AI has been at the center of boardroom discussions, news headlines, government debates, and more over the last several years. But how much of the buzz is substantive and how much is just hype? Where is the technology actually headed and how will it affect our work and daily lives?
Grata co-founder and CEO Andrew Bocskocsky recently joined Peter A. Emmi, Marcus Höfer, Tim Cruttenden, and Gokce Akkahve at PEMACOM to discuss the current state of AI adoption in the M&A world, the ROI investors are seeing, and regional differences between Europe, the US, and Asia.
Here’s what you need to know.
1. The AI hype has cooled, but AI's potential is heating up.
There’s no question that AI is changing the way we work. It’s high-impact technology. It creates new businesses and opportunities. But it’s also unpredictable, and its progress is discontinuous, meaning AI experiences intervals of rapid innovation with slower periods in between.
In mid-market firms, AI enthusiasm appears to have cooled; however, the tech still has tremendous potential to automate heavy manual processes across the M&A industry.
The industry also has much to gain as it moves beyond the casual use of free, generalist tools like ChatGPT and closer to true AI enablement.
2. Firms are leaning into AI-enabled processes to reduce grunt work and drive efficiency.
AI adoption has become mainstream. As a result, AI-powered processes are reducing the amount of grunt work across the entire investment cycle, increasing both speed and accuracy.
But at this point, the majority of firms have mastered using AI to assist with individual tasks and they are now moving towards leveraging the technology to orchestrate end-to-end mandates.
In many venture capital and private equity firms, AI is 100% adopted across investment theses, from infrastructure and models to inference, compute, and application layers. This is fueled by visible revenue traction. For example:
- OpenAI generated $13B of revenue in 12 months
- Microsoft reported$13B in AI revenue
- Databricks saw revenue grow by 50% to $4B, indicating aggressive enterprise adoption alongside test-and-learn spending
Firms looking to integrate AI into more of their workflows should take a bottom-up approach. First, analyze the roles in the organization and break those roles down into big tasks to identify use cases for AI. From there, identify which use case should be implemented first. Once that process is complete, move on to the second use case, then the third, and so on.
Embedding AI-enthusiast employees (“AI champions”) across roles helps align technology with business needs and facilitates adoption, fostering innovation at the intersection of business and technology. Many consulting practices are applying this approach to their AI adoption plans.
3. Firms should measure ROI for AI by how much of the team is efficiently using the tech.
One study estimated that $3.7T worth of tasks can now be performed by AI. But ROI on AI investments isn’t always so easily measured. Some AI use cases show immediate efficiency gains and time savings; others improve work quality and speed without direct cost reductions right away.
A more appropriate way for firms to measure ROI on AI adoption might be how much of the team effectively leverages the technology. The adopters benefit the most, after all.
Europe has an opportunity to establish itself as a leader in robust, secure data frameworks.
Key regions across the globe are playing to their strengths in different ways. The current narrative is that the US invents, Asia scales, and Europe regulates.
Europe has to walk a fine line. Its regulatory-first approach can be a boon for the data realm, as it builds trust in accuracy and security. But applying this tactic to the tech realm gets tricky. If the approach is overly rigid, tedious, or slow, it can hinder progress.
4. Europe has an opportunity to position itself as a secure environment, which could prove advantageous if the region advances its own AI models.

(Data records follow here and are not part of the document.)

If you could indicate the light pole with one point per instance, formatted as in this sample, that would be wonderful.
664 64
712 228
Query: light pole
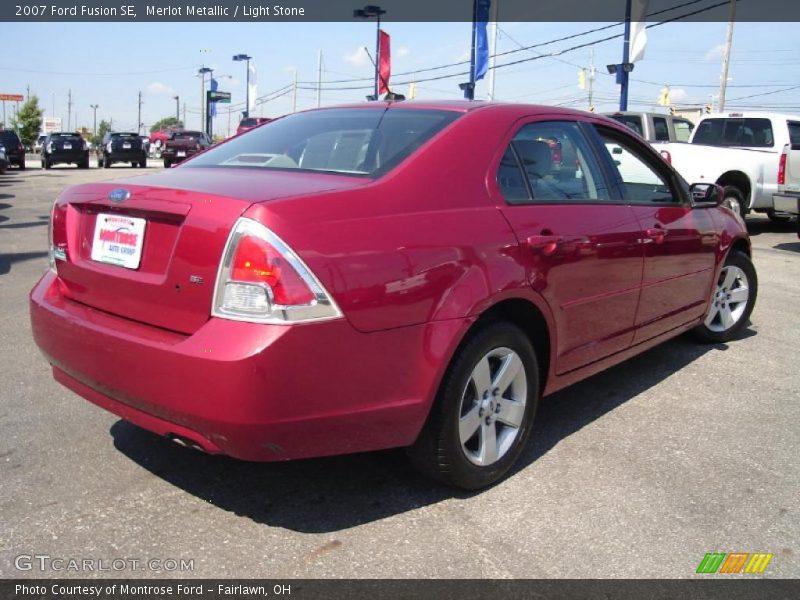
94 108
244 57
368 12
201 72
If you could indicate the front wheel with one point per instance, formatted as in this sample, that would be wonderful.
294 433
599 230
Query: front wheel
483 412
734 298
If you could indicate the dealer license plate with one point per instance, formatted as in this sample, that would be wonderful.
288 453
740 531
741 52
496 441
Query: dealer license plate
118 240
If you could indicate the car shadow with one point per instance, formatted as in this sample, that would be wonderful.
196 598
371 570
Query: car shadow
330 494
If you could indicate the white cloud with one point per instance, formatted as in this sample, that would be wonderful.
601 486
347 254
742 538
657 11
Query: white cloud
358 58
715 53
160 89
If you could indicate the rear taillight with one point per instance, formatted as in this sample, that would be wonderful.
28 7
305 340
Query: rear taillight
262 280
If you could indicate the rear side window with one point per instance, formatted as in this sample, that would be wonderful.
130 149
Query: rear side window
362 141
660 129
753 133
550 162
683 130
794 132
631 122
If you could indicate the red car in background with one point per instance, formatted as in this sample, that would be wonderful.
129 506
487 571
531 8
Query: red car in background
249 122
383 275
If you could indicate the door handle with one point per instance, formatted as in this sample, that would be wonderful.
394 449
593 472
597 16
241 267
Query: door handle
547 245
656 234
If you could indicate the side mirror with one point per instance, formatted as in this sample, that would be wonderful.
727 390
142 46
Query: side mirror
705 195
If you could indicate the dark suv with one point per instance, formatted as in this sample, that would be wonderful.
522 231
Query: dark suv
67 147
15 151
121 147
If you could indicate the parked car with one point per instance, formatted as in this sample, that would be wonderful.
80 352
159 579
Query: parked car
364 277
249 122
121 146
739 151
37 147
655 127
65 148
15 151
787 199
182 144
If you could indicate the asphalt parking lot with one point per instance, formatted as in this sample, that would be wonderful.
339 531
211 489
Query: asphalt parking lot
636 472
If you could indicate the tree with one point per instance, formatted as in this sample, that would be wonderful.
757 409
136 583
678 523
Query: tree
28 121
164 123
102 129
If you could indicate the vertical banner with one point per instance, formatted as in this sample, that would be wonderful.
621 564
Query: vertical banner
481 39
638 31
384 63
252 89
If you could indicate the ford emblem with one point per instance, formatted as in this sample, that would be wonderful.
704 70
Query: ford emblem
119 195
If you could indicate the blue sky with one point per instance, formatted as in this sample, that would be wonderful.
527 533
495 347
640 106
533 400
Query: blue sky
109 63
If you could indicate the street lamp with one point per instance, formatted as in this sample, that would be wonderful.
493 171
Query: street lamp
244 57
368 12
202 73
94 108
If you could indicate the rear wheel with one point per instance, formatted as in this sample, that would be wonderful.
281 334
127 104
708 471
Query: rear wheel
734 298
483 412
734 199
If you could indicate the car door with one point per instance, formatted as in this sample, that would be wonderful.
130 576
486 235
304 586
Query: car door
581 249
679 241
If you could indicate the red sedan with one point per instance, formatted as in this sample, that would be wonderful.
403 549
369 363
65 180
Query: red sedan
383 275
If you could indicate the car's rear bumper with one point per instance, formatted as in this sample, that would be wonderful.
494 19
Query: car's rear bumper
788 203
255 392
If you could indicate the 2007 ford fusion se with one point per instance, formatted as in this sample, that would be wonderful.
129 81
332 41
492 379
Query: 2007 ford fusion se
383 275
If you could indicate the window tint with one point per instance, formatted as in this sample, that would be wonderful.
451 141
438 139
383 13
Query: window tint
756 133
794 132
660 129
555 162
642 184
362 141
631 122
683 130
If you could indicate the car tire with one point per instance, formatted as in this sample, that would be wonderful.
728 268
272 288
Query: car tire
734 297
777 217
733 198
474 436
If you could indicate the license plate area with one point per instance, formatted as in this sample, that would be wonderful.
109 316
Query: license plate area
118 240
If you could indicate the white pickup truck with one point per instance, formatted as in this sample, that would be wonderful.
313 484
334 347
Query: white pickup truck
787 199
741 152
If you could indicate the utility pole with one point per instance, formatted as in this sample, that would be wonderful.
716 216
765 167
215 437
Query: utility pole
726 59
69 110
94 107
319 78
495 31
294 93
139 117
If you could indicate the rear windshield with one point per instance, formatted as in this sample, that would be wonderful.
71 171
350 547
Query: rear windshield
753 133
631 122
363 141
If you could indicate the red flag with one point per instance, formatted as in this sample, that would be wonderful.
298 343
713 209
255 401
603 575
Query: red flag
384 63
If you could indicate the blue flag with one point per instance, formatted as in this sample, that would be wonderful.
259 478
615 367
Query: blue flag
481 39
214 86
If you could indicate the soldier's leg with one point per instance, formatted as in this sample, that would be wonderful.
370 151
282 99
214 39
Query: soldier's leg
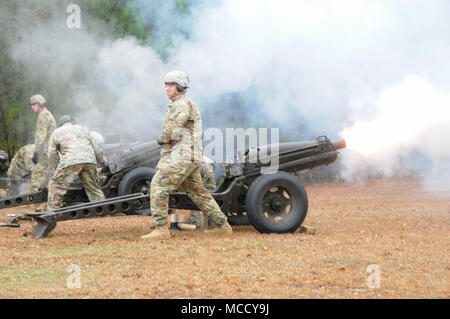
161 162
166 181
89 179
194 188
59 185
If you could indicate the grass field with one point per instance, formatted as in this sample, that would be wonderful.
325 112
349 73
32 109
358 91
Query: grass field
391 224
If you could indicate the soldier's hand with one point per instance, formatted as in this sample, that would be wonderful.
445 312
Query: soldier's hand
105 169
35 157
160 142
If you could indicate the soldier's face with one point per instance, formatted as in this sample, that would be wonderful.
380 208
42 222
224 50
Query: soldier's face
35 107
171 89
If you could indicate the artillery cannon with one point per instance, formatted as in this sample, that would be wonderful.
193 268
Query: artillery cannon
272 203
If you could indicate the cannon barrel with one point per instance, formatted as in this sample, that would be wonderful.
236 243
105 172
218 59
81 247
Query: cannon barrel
291 156
339 144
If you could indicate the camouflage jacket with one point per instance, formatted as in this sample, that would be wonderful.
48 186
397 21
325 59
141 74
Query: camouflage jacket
182 129
72 144
22 163
45 125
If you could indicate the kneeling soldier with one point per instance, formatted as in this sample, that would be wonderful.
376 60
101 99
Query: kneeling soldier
74 153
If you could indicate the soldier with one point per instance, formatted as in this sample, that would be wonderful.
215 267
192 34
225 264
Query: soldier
45 125
22 162
179 165
207 173
74 153
4 162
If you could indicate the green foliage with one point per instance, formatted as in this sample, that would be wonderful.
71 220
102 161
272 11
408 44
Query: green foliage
110 19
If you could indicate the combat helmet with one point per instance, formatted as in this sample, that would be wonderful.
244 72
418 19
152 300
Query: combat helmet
39 99
64 119
177 77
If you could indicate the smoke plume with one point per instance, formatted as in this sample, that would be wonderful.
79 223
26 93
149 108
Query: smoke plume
373 72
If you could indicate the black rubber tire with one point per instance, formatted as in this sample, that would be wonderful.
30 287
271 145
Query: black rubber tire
260 191
239 219
133 182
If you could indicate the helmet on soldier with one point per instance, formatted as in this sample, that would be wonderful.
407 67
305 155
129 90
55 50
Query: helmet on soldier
65 119
98 138
177 77
38 99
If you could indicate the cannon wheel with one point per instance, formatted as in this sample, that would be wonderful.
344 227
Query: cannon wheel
137 180
238 219
276 203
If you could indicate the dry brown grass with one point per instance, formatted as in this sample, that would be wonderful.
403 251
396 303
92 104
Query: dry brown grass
389 223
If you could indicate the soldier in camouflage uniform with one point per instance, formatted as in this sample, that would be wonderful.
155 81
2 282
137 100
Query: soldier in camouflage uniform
22 162
74 153
181 156
4 162
207 173
45 125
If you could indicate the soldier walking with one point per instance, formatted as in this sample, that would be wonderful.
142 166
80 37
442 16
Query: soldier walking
74 153
45 125
179 165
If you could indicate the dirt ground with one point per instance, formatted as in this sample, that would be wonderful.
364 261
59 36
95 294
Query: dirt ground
379 239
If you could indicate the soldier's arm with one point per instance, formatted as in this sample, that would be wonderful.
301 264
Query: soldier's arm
40 134
52 153
177 118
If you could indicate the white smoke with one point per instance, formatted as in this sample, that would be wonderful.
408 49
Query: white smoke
335 66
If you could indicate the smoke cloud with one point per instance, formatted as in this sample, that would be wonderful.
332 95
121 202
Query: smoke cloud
375 73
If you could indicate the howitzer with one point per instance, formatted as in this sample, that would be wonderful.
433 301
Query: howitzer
128 171
272 203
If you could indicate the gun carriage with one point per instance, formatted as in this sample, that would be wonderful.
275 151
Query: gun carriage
272 203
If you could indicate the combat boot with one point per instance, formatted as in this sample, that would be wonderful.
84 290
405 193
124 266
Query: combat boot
225 228
159 233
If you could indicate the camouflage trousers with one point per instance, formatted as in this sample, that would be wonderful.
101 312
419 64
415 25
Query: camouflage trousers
39 174
62 178
184 176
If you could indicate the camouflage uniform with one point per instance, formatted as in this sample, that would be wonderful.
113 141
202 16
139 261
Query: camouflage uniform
45 125
179 166
207 174
78 157
4 162
22 163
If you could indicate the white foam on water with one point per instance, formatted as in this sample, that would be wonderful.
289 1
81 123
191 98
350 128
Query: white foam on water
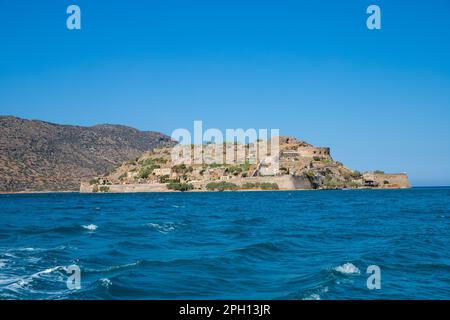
162 228
314 296
347 268
90 227
105 282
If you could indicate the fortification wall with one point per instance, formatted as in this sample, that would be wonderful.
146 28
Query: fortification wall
394 180
314 151
286 182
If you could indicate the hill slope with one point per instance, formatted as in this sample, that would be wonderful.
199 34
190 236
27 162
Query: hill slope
38 156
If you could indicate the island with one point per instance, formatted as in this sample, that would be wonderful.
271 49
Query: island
300 166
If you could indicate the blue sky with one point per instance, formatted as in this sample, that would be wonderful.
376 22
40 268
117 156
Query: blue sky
379 99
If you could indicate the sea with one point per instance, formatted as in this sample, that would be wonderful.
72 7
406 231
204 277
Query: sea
295 245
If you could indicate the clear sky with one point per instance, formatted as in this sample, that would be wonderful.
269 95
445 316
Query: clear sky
380 99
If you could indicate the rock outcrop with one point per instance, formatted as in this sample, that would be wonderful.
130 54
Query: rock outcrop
42 156
300 165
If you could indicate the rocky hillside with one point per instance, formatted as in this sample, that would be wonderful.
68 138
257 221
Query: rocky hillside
300 166
39 156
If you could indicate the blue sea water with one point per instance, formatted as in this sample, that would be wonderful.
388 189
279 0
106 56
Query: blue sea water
228 245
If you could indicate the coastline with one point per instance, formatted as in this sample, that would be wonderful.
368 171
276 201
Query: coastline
211 191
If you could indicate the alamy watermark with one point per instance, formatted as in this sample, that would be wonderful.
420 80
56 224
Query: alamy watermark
73 281
236 146
73 21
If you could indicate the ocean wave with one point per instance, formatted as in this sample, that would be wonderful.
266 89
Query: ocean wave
90 227
24 283
163 228
115 268
105 282
347 268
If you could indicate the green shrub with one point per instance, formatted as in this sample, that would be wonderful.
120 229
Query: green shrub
221 186
123 176
181 169
269 186
145 172
250 185
233 170
164 178
103 189
180 186
310 174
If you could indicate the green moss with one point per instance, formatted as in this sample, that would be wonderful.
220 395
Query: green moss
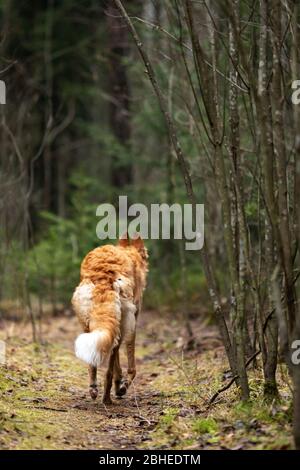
205 426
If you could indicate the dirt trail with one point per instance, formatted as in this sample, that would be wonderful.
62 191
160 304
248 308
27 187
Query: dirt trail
45 402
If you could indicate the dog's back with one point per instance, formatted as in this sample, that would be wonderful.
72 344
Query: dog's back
108 297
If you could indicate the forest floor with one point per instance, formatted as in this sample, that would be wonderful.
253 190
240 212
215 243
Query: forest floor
45 402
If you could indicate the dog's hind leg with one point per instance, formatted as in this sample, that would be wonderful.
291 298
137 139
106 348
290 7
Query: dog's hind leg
93 382
120 385
130 346
109 376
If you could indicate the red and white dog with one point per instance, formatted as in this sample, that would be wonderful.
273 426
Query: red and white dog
107 302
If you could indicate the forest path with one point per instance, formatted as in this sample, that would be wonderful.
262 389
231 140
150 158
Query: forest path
45 403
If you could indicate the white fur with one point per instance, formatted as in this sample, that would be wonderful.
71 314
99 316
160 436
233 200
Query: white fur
87 347
82 299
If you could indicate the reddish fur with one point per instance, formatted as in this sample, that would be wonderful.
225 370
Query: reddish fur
103 266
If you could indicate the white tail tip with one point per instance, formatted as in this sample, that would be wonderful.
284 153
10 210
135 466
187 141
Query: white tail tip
87 347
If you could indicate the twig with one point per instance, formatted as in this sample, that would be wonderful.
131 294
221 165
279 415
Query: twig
228 385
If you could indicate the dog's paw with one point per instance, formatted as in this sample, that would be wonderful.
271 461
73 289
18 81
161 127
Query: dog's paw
121 389
107 401
93 392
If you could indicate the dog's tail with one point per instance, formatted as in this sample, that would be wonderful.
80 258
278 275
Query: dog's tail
104 326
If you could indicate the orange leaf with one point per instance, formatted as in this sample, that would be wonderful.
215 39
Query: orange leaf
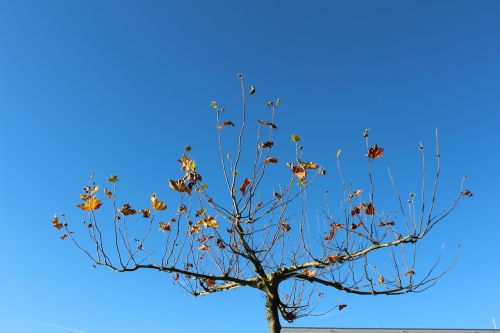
108 193
55 223
127 210
157 203
375 152
91 204
270 160
243 187
267 144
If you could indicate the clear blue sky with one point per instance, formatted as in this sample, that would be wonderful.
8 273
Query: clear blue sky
121 87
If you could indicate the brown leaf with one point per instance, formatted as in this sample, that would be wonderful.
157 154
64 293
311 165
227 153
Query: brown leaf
467 193
270 160
309 165
298 171
285 227
355 193
266 123
375 152
266 144
55 223
165 226
355 226
369 209
108 193
157 203
243 187
333 257
226 123
91 204
127 210
146 213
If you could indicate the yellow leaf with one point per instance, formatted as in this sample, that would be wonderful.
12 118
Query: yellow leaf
91 204
157 203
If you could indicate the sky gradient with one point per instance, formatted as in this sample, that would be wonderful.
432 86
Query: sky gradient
121 86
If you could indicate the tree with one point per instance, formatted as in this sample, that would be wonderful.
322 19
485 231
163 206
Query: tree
259 236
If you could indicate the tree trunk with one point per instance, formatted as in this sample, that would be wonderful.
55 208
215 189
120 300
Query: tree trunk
272 315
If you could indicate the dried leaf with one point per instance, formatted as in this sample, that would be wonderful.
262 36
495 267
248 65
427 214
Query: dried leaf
157 203
309 165
210 222
266 123
226 123
355 193
108 193
298 171
203 247
55 223
369 209
270 160
91 204
333 257
127 210
375 152
200 212
165 226
285 227
243 187
266 144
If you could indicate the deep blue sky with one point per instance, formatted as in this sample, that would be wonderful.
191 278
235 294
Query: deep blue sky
121 87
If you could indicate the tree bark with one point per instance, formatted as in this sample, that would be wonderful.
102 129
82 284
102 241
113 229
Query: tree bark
272 315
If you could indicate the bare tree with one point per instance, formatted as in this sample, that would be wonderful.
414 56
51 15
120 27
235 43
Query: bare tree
259 236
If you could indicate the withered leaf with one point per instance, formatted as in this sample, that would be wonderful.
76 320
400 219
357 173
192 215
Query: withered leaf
157 203
266 144
355 226
200 212
108 193
285 227
375 152
298 171
55 223
270 160
369 209
467 193
243 187
266 123
165 226
226 123
91 204
127 210
355 193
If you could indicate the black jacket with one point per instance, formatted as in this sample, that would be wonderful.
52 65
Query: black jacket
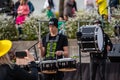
7 73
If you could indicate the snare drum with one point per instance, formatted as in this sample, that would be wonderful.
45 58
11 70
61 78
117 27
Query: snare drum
49 66
66 64
91 39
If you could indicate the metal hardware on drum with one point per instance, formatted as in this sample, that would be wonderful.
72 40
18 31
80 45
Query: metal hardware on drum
91 39
66 64
49 67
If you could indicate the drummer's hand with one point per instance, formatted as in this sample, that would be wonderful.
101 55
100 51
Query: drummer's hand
25 60
108 48
40 45
29 57
58 53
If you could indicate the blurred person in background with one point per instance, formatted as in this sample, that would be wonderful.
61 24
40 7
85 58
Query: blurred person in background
22 14
89 5
68 7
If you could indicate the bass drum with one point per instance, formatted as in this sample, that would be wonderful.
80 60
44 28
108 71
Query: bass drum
66 64
91 39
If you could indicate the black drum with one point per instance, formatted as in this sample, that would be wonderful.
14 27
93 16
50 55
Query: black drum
49 66
91 39
66 64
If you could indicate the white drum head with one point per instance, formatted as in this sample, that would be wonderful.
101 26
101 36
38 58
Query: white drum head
49 61
65 59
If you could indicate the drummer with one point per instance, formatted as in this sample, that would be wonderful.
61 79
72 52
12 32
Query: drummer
54 46
98 60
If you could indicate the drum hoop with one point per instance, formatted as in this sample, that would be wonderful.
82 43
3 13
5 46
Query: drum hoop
65 59
49 61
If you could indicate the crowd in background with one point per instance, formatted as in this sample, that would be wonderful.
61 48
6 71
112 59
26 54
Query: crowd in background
22 9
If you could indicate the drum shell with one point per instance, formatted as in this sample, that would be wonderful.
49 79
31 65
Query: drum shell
66 64
91 39
49 66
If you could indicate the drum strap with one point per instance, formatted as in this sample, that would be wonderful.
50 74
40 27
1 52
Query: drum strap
51 46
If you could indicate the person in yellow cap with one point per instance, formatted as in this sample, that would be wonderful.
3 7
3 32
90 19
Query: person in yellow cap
11 71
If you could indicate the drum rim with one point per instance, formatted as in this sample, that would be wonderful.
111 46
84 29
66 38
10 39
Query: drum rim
49 61
66 59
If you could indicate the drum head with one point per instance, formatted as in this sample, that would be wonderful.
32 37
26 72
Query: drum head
100 38
67 69
49 61
65 59
49 71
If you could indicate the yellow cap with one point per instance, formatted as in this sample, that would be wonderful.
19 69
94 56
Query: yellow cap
5 46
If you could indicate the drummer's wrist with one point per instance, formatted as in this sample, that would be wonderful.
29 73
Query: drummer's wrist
40 47
63 53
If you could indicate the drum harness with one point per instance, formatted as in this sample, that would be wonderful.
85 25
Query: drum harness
52 46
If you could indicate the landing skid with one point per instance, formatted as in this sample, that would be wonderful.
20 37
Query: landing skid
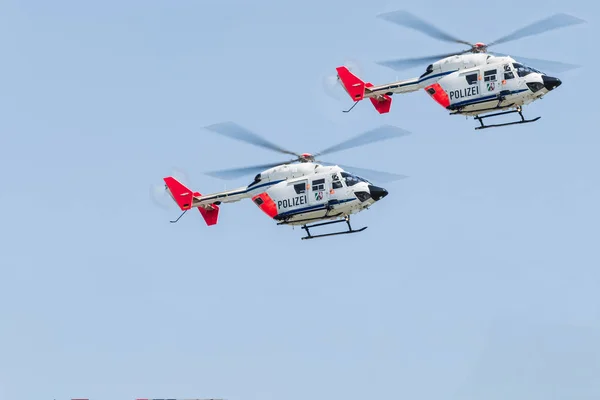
346 219
518 110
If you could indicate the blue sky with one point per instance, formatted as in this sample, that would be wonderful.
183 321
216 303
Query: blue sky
477 277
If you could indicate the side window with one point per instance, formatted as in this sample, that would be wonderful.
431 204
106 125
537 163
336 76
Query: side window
319 185
471 78
489 76
508 74
335 181
300 188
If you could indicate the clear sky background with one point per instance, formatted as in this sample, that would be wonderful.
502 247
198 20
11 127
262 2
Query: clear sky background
477 278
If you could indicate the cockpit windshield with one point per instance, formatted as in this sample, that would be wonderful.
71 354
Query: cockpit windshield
523 70
428 70
352 180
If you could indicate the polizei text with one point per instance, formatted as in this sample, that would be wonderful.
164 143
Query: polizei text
292 202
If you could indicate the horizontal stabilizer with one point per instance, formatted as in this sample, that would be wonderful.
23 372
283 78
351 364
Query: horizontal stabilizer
357 90
184 198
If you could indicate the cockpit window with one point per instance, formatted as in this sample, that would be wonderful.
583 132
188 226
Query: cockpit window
471 78
336 183
523 70
428 70
351 179
255 181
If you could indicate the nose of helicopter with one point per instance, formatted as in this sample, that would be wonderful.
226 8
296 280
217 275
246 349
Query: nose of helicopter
377 193
550 82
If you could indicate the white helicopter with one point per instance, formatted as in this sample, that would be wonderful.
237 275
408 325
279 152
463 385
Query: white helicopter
297 191
473 82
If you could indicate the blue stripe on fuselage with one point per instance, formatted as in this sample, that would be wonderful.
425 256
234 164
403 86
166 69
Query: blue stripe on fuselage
483 99
316 207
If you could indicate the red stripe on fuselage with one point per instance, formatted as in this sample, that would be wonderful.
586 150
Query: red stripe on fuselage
265 203
438 94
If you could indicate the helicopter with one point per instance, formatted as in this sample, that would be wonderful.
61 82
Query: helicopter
471 82
298 191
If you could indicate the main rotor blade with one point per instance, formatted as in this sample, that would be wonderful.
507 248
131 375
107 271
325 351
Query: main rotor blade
383 132
407 63
555 21
409 20
243 171
542 65
370 174
235 131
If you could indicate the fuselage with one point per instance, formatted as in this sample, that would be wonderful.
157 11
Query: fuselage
472 84
296 193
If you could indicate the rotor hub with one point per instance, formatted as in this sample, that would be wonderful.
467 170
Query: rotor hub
479 47
306 157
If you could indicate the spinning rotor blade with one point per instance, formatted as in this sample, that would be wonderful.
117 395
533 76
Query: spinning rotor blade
235 131
542 65
406 63
547 24
370 174
404 18
374 135
243 171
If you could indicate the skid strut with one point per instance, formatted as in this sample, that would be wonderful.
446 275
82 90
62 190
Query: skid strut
346 220
518 110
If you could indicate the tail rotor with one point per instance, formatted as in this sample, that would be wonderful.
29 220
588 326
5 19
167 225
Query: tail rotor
332 86
159 195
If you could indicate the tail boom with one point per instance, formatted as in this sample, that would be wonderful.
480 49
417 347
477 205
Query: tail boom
380 96
187 199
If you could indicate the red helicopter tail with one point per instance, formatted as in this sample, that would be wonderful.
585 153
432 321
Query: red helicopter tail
185 197
358 90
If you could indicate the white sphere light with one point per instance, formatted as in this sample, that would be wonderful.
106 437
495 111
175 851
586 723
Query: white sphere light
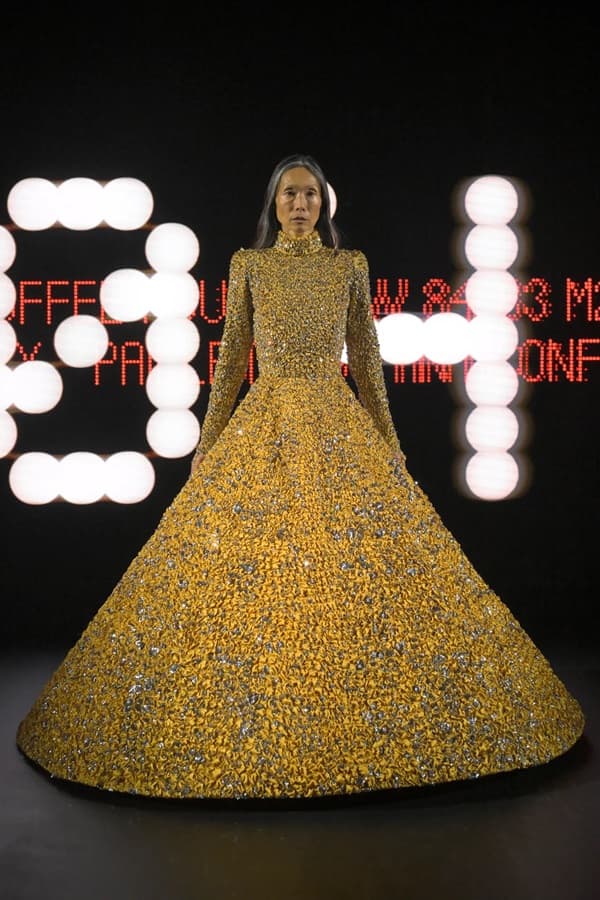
492 338
8 249
491 200
172 247
8 341
491 247
492 475
491 291
8 432
37 386
124 294
8 295
492 428
80 203
81 477
446 338
128 203
129 477
33 204
401 338
172 340
173 294
173 433
173 385
81 341
492 383
6 387
34 477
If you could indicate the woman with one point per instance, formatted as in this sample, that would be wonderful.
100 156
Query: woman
301 622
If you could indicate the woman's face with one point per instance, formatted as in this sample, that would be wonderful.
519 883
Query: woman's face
298 201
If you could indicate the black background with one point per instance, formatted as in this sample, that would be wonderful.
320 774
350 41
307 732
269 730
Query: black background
400 108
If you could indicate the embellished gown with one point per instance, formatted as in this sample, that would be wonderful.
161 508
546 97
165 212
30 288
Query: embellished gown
301 622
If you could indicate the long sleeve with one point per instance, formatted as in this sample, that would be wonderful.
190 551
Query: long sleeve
364 358
234 351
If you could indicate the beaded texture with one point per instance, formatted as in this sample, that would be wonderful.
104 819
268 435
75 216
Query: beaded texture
301 622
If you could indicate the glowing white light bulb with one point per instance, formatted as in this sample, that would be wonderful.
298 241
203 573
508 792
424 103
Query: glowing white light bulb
33 204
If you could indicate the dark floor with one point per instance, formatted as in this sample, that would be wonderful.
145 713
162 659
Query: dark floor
531 834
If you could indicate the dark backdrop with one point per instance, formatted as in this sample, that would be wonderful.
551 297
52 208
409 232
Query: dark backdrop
400 109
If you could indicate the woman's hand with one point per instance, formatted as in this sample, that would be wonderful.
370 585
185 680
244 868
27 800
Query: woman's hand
196 460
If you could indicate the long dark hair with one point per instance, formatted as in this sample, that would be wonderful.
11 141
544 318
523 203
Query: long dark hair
268 225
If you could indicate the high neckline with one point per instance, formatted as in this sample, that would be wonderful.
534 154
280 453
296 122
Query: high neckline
298 246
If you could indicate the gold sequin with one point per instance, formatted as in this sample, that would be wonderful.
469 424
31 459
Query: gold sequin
300 622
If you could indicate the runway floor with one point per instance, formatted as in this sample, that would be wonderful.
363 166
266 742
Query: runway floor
531 834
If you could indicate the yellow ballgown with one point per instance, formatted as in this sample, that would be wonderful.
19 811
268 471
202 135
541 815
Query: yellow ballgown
301 622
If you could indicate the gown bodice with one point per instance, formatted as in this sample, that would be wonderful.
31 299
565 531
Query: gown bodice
300 303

Firms in the region should emphasize data sovereignty and monetization as core strengths. Building chips or full-stack AI may be too slow and capital-intensive given the current competitive landscape. But quality data is the foundation upon which the best AI technology is built.
Tools and technical components can be a collaborative effort, or they can be imported. Europe’s real opportunity for leadership is in building frameworks around rich, trusted data to enable workflows and scale.
For example, agentic AI will rely on contextual data as it gains momentum and becomes more integrated into M&A workflows. Strong European datasets can underpin future agentic capabilities.